Sassparilla plays Bend

Published 12:00 am Friday, April 4, 2014

After a couple of quiet months, live music will start back up Saturday at Pakit Liquidators on Bend’s east side.

The show — featuring Portland-based roots-rock band Sassparilla — is the first of three Saturday concerts coming up at the evolving home-improvement resale yard at Ninth Street and Wilson Avenue. Portland bands The Autonomics and A Happy Death will play Pakit on April 12, and popular blues-punk band Hillstomp will perform April 19.

The short series is the latest step in the transformation of Pakit from charming junkyard to rising art space, which began last summer when owner Matt Korish and local musician Mark Ransom spent months cleaning up the property’s considerable clutter to get it ready to host the 2013 Bend Roots Revival, a three-day celebration of local music and art.

That event happened in September, despite terrible weather. And Pakit hosted a handful of concerts over the winter until late January, when Korish announced the space would go dormant while he continued cleaning up and working toward increasing the 49-person capacity inside the property’s central building.

Saturday’s Sassparilla show will happen outside, on the south side of that building. Pakit’s outdoor capacity for the Roots Revival was 375, Korish said, and he expects this weekend’s crowd won’t approach that number.

Meanwhile, he is continuing to work toward upping Pakit’s capacity for concerts and toward filling in his vision for the property, which he describes as “a marketplace pairing for-profit companies and nonprofit companies.” The El Sancho taco stand is already in place, and Korish said he’s working with The Environmental Center to establish a “nonprofit community shop.” Also in the works: An “urban homesteading store” and a produce stand, plus Pakit will exist and operate as it always has, he said.

As far as live music is concerned, he is still working with Jesse Roberts, head of the local humanitarian and arts-education organization Rise Up International.

The two envision Pakit not as a music venue but as a vibrant community space that happens to have room for concerts.

Together, they are looking into the pros and cons of running Pakit as a social club for Rise Up, a nonprofit, rather than a more business-oriented music venue.

Korish has said all along he has no interest in owning a bar or a concert hall.
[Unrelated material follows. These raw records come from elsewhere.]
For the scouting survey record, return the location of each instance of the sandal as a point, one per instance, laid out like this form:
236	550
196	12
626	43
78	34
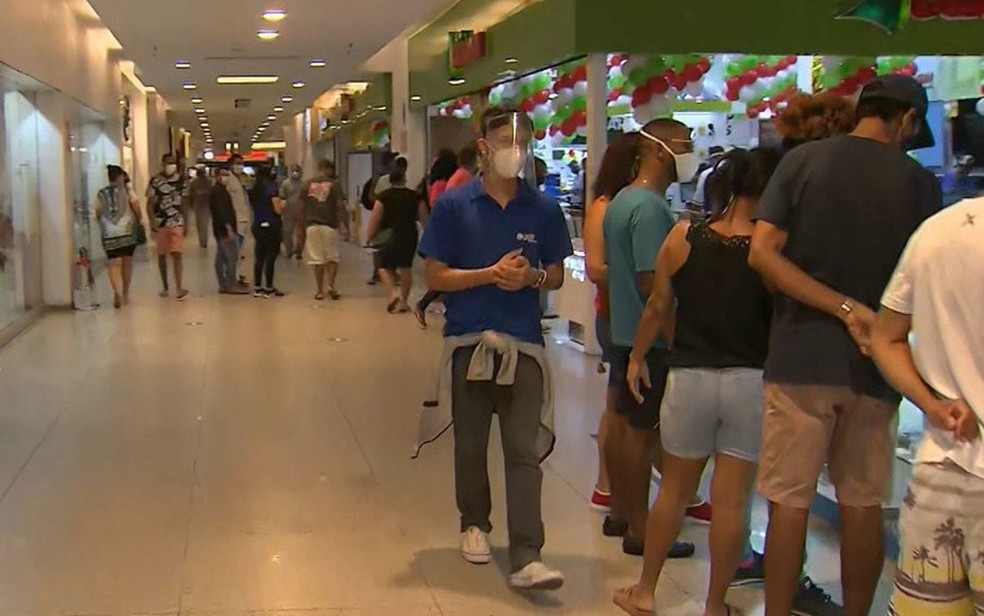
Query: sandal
623	599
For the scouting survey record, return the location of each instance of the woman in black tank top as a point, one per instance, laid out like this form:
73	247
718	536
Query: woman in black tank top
716	311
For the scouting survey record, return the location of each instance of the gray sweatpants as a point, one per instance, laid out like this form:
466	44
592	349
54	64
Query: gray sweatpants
518	406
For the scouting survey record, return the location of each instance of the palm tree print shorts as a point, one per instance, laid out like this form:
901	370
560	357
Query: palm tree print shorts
941	556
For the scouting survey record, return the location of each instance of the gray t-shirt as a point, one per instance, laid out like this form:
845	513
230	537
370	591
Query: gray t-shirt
849	206
322	198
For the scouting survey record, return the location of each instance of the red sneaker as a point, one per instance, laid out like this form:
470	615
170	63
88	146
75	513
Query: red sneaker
601	501
700	513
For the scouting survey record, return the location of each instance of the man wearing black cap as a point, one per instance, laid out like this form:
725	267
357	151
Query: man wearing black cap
830	228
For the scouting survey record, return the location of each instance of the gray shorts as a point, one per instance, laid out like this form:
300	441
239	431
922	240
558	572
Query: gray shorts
707	411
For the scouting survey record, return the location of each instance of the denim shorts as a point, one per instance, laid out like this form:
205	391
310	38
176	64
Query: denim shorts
709	410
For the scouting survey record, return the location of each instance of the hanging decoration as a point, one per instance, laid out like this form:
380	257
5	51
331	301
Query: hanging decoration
653	82
844	76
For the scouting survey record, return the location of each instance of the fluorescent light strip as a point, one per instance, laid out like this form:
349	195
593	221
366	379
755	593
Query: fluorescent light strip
246	79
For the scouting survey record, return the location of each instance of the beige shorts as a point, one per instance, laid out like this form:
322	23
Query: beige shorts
805	426
321	245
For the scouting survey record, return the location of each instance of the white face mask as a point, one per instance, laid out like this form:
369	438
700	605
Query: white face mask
508	162
686	163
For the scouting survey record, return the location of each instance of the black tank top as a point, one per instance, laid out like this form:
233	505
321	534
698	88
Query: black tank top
723	308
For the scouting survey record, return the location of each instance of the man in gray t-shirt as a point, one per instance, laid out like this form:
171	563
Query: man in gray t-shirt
830	228
322	224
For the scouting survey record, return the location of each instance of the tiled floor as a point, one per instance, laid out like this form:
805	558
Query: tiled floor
231	456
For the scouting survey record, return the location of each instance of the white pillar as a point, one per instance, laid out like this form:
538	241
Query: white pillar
597	117
54	166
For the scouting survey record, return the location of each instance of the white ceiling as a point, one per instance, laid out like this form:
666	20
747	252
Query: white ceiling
218	37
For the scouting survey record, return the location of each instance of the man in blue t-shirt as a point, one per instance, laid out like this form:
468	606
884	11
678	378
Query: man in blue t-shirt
636	223
492	246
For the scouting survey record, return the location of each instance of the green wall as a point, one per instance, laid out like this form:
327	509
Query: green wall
760	26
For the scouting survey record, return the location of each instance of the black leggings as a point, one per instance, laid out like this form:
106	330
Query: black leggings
267	250
428	299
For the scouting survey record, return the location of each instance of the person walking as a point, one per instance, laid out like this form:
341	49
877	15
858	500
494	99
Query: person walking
830	229
491	247
224	220
118	217
164	201
635	226
935	297
290	194
323	221
200	190
713	400
267	231
396	214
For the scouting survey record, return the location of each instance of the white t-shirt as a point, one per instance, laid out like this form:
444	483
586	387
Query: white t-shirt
940	283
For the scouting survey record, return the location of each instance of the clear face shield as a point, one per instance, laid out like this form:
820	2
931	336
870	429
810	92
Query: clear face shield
509	147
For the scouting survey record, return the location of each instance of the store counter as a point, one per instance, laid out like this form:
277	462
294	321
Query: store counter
575	304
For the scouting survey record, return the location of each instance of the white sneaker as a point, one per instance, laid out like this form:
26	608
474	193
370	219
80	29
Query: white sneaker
475	546
537	575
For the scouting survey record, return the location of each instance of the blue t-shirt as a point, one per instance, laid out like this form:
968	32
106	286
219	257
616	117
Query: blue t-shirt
636	223
469	230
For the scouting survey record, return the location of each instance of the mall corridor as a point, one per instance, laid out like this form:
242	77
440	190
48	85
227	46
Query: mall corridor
231	456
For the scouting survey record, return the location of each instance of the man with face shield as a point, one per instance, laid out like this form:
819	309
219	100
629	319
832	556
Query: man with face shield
830	229
491	247
637	221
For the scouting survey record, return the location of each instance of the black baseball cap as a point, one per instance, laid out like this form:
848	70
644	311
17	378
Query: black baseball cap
907	90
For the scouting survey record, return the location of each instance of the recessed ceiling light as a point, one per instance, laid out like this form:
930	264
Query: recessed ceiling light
246	79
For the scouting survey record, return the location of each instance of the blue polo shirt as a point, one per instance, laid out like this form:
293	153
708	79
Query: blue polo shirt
469	230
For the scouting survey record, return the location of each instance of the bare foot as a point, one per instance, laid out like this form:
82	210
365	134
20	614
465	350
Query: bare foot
626	599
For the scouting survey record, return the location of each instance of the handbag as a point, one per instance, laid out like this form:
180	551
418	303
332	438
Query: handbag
381	239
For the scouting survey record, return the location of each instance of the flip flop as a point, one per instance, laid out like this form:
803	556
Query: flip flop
623	599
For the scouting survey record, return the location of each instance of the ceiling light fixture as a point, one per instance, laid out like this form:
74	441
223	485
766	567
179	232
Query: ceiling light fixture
228	80
274	15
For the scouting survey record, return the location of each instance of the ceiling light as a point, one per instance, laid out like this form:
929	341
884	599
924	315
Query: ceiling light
246	79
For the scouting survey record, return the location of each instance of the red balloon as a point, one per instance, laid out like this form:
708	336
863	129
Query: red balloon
657	85
641	96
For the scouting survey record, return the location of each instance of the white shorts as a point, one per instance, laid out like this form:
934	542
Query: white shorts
321	245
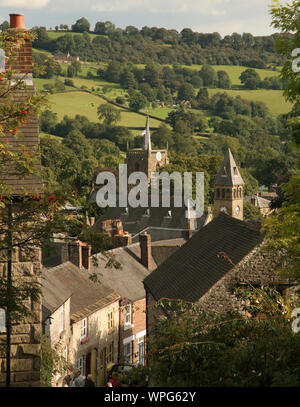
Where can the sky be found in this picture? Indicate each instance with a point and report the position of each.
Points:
(223, 16)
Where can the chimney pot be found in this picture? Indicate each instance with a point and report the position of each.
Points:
(145, 244)
(17, 21)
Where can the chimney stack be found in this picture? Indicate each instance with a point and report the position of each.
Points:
(23, 59)
(17, 21)
(145, 244)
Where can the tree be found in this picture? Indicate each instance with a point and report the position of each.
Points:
(224, 81)
(137, 101)
(108, 114)
(209, 76)
(48, 121)
(81, 25)
(251, 212)
(283, 230)
(250, 79)
(4, 26)
(71, 71)
(186, 92)
(191, 347)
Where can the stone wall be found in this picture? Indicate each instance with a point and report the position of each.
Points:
(137, 328)
(26, 335)
(99, 337)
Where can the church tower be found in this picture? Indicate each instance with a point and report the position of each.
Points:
(145, 159)
(229, 189)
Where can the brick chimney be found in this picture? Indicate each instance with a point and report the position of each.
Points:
(17, 21)
(123, 239)
(23, 61)
(145, 244)
(77, 253)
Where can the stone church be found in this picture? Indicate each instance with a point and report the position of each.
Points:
(145, 159)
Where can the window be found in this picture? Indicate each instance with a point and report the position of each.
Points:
(83, 328)
(110, 352)
(2, 320)
(2, 60)
(141, 350)
(81, 364)
(128, 348)
(110, 320)
(128, 316)
(62, 318)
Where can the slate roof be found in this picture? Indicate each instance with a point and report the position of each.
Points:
(193, 269)
(229, 173)
(260, 202)
(128, 279)
(53, 294)
(87, 296)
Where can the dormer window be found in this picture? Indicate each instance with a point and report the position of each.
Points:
(224, 172)
(2, 60)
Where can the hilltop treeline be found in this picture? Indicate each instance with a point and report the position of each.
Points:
(161, 45)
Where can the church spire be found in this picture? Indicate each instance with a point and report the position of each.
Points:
(147, 137)
(229, 174)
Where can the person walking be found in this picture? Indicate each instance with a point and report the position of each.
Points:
(79, 380)
(89, 381)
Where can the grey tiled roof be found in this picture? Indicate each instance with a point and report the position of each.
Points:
(87, 296)
(260, 202)
(193, 269)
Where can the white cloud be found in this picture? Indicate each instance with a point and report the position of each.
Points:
(29, 4)
(203, 7)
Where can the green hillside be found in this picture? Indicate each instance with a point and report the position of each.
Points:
(83, 103)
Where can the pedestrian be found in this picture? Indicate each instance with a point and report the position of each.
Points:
(89, 381)
(67, 382)
(114, 380)
(79, 380)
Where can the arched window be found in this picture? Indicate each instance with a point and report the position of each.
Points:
(2, 320)
(2, 60)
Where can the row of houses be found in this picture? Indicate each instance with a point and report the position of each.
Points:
(94, 312)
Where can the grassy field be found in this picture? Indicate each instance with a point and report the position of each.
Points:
(273, 99)
(234, 72)
(87, 104)
(56, 34)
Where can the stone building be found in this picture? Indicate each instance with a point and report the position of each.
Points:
(123, 271)
(26, 334)
(229, 189)
(145, 159)
(220, 258)
(56, 305)
(89, 338)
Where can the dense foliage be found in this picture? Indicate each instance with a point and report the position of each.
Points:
(160, 45)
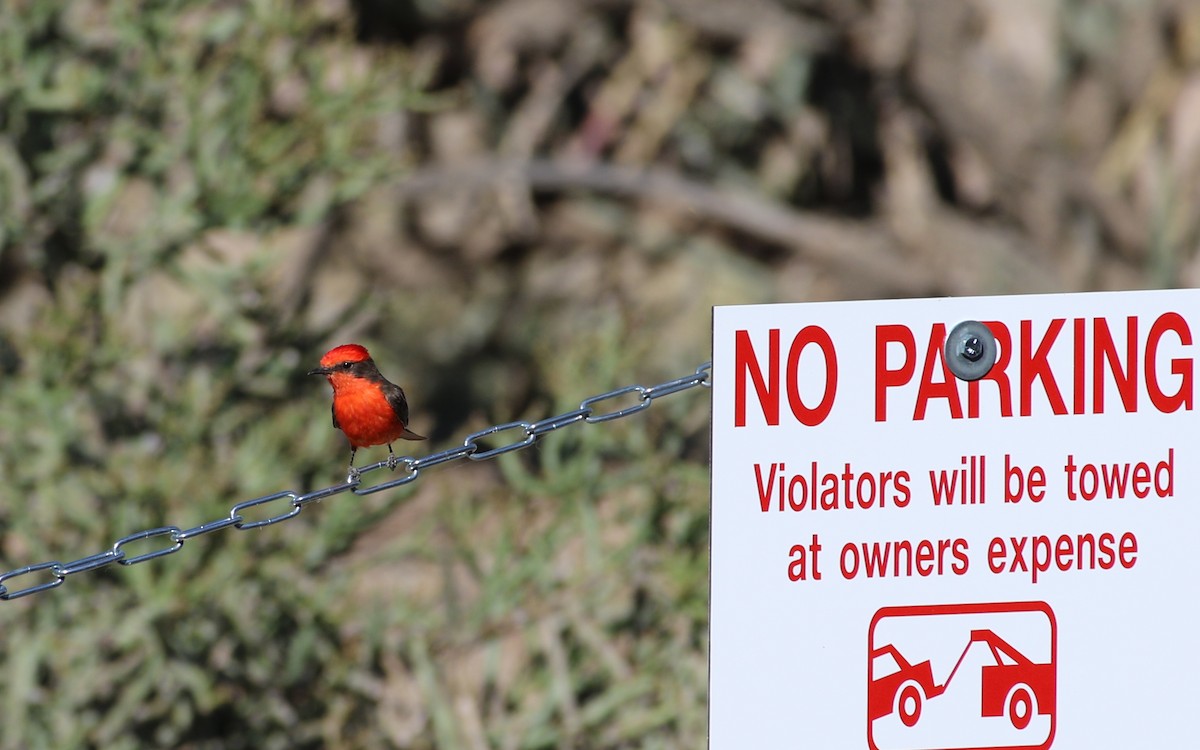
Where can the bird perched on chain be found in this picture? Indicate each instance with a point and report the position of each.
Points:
(367, 407)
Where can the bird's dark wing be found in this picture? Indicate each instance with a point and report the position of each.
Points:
(395, 396)
(396, 400)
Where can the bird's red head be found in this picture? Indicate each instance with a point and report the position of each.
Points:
(345, 353)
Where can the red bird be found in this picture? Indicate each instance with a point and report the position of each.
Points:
(367, 407)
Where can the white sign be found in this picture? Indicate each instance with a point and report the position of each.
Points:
(904, 561)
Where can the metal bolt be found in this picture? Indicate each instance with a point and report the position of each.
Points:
(970, 351)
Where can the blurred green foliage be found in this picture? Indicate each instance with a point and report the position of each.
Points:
(198, 198)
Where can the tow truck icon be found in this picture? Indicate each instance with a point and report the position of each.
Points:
(1013, 685)
(997, 690)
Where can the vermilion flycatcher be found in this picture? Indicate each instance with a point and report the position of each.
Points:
(367, 407)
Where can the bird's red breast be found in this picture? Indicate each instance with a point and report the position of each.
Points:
(369, 408)
(364, 413)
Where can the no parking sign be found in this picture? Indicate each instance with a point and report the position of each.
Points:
(903, 559)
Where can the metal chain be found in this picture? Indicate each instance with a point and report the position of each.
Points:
(289, 503)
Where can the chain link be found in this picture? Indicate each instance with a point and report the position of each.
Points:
(288, 504)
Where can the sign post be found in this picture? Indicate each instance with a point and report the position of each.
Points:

He wants Pakit to be a low-key place with the right mix of tenants and room for Roberts to run his summer art camps and other events.

Both Korish and Roberts say the goal is not to make money off the music, but to provide it as a service to the community.

“That’s how (Rise Up) started in Bend … trying to grow the music scene and not worrying about supporting a venue,” Roberts said, citing his longtime relationship with popular locals Larry and His Flask and once-locals The Autonomics. “All the door (money) goes to the band, and we’re just trying to make enough (in bar sales) to pay the sound guy and hopefully have some money left over to go back to the nonprofit for our educational programs.”

Korish said he considered converting Pakit into a full-time music venue (he estimates it would cost $250,000), but decided against it.

“I’m not a nightlife guy. That’s not me,” he said. “I just want Pakit to be a place where the community can come together and be comfortable and create and enjoy what we have here in Bend.”